CTP Episode of the Day - 08.01.06
Today's Cherished Episode: The Goldberg Variation (7x02)
Original Air Date: December 12, 1999
Written By: Jeffrey Bell
Directed By: Thomas J. Wright
Henry Weems is the luckiest man in the world. But as Mulder and Scully investigate his near-death experience, they discover that Henry's attempts to do a good deed may result in his luck running out.
"What if he got really, really lucky? That's your big scientific explanation, Scully?"
Some "The Goldberg Variation" Tidbits & Musings:
-- The title of this episode could be the result of two influences. Pulitzer Prize-winning cartoonist, sculptor, and author Reuben (Rube) Lucius Goldberg's (1883 - 1970) whimsical insights into modern inventions earned him a place in our vocabulary. He began his cartoonist career in 1904 satirizing complex inventions that were supposed to save time and increase efficiency.

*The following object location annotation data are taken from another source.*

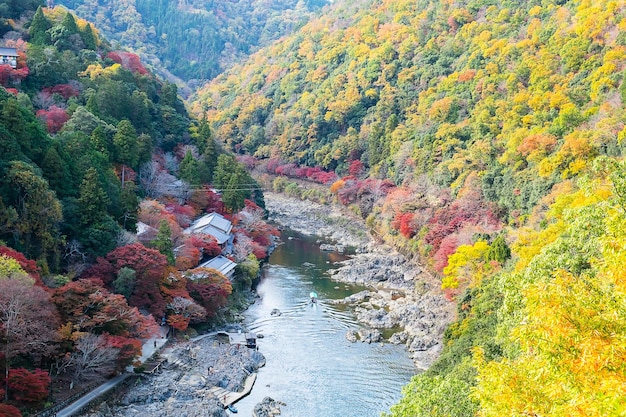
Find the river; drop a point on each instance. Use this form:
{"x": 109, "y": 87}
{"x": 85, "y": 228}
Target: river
{"x": 311, "y": 366}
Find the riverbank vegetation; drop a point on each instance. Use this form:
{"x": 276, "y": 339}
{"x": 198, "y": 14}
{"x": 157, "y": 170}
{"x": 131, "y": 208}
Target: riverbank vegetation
{"x": 102, "y": 169}
{"x": 486, "y": 140}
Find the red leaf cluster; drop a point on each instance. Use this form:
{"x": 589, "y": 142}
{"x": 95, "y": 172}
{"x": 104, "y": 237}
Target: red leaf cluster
{"x": 55, "y": 117}
{"x": 28, "y": 386}
{"x": 403, "y": 222}
{"x": 7, "y": 410}
{"x": 317, "y": 174}
{"x": 10, "y": 75}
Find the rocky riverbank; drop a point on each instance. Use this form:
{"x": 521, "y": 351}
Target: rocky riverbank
{"x": 182, "y": 386}
{"x": 402, "y": 296}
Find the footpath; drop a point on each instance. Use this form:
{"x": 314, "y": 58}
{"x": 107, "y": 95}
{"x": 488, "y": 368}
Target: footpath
{"x": 148, "y": 349}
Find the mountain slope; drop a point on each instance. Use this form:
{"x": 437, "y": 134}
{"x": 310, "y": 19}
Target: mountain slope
{"x": 194, "y": 39}
{"x": 502, "y": 126}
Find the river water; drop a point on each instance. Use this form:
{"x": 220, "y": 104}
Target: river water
{"x": 310, "y": 365}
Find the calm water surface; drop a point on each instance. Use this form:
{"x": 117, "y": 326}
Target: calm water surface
{"x": 310, "y": 365}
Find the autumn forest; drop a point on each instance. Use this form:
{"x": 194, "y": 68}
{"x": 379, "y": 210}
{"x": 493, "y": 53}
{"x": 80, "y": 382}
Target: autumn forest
{"x": 483, "y": 139}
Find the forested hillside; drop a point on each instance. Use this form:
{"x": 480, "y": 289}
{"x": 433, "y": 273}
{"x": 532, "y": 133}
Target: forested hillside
{"x": 486, "y": 139}
{"x": 101, "y": 170}
{"x": 194, "y": 39}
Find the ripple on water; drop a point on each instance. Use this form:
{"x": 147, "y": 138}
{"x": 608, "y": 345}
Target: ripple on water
{"x": 310, "y": 364}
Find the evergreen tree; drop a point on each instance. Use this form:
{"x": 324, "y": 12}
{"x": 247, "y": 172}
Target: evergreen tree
{"x": 31, "y": 213}
{"x": 209, "y": 157}
{"x": 125, "y": 143}
{"x": 69, "y": 23}
{"x": 93, "y": 200}
{"x": 163, "y": 242}
{"x": 39, "y": 27}
{"x": 99, "y": 140}
{"x": 89, "y": 38}
{"x": 125, "y": 282}
{"x": 56, "y": 171}
{"x": 92, "y": 104}
{"x": 498, "y": 251}
{"x": 99, "y": 231}
{"x": 129, "y": 205}
{"x": 237, "y": 190}
{"x": 203, "y": 135}
{"x": 188, "y": 169}
{"x": 223, "y": 170}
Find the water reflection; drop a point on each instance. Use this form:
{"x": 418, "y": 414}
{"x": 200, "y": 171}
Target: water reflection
{"x": 310, "y": 364}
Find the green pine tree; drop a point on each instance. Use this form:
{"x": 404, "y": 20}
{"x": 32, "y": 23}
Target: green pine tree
{"x": 223, "y": 171}
{"x": 188, "y": 169}
{"x": 69, "y": 23}
{"x": 89, "y": 38}
{"x": 38, "y": 28}
{"x": 498, "y": 251}
{"x": 163, "y": 242}
{"x": 92, "y": 200}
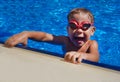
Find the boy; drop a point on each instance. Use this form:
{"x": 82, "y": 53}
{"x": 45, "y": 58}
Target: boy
{"x": 77, "y": 44}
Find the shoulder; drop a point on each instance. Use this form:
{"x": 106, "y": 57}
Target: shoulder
{"x": 94, "y": 43}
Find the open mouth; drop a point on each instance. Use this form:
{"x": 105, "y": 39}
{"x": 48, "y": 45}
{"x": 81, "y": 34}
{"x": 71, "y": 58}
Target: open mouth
{"x": 79, "y": 38}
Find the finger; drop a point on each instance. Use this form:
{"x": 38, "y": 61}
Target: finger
{"x": 25, "y": 43}
{"x": 68, "y": 57}
{"x": 79, "y": 59}
{"x": 73, "y": 59}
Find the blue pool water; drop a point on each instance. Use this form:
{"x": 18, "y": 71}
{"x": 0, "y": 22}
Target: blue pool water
{"x": 50, "y": 16}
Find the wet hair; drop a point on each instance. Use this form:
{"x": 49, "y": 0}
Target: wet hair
{"x": 78, "y": 11}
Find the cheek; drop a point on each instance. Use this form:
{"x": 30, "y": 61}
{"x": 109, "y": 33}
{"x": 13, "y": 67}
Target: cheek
{"x": 70, "y": 32}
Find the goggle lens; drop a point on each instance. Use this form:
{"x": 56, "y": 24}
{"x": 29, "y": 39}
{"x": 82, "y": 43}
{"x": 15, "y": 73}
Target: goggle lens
{"x": 84, "y": 25}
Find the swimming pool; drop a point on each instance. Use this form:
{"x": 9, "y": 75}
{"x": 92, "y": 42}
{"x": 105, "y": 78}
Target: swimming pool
{"x": 50, "y": 16}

For the next half-century his drawings illustrated machines that were a "symbol of man's capacity for exerting maximum effort to achieve minimal results." (The board game "Mousetrap" uses a Goldberg contraption as its main feature.) The "Goldberg Variations" is the last of a series of keyboard music J. S. Bach published under the title of "Clavierübung," and is often regarded as the most serious and ambitious composition ever written for harpsichord. The pieces were written at the request of Russian Count Keyserlingk who was sickly and often had trouble sleeping; his friend Goldberg, a brilliant harpsichordist who studied music under Bach, played the amazing compositions to help the Count get through his sleepless nights. (I live for Bach.)
-- "The Goldberg Variation" was the brainchild of staff writer Jeffrey Bell. The writer had always wanted to do a story about the luckiest guy in the world, with luck being the X-File. "I pitched the episode as a teaser of a guy falling thirty thousand feet out of an airplane into the ground and walking away unharmed. I wanted the whole thing to be about good luck and bad luck. From the beginning I saw the whole plot functioning as a Rube Goldberg device, with luck centering around the kid he's trying to help. I knew that the bad guy would die at the end and that his organs would be a perfect match for the kid. When you already have an ending, it helps."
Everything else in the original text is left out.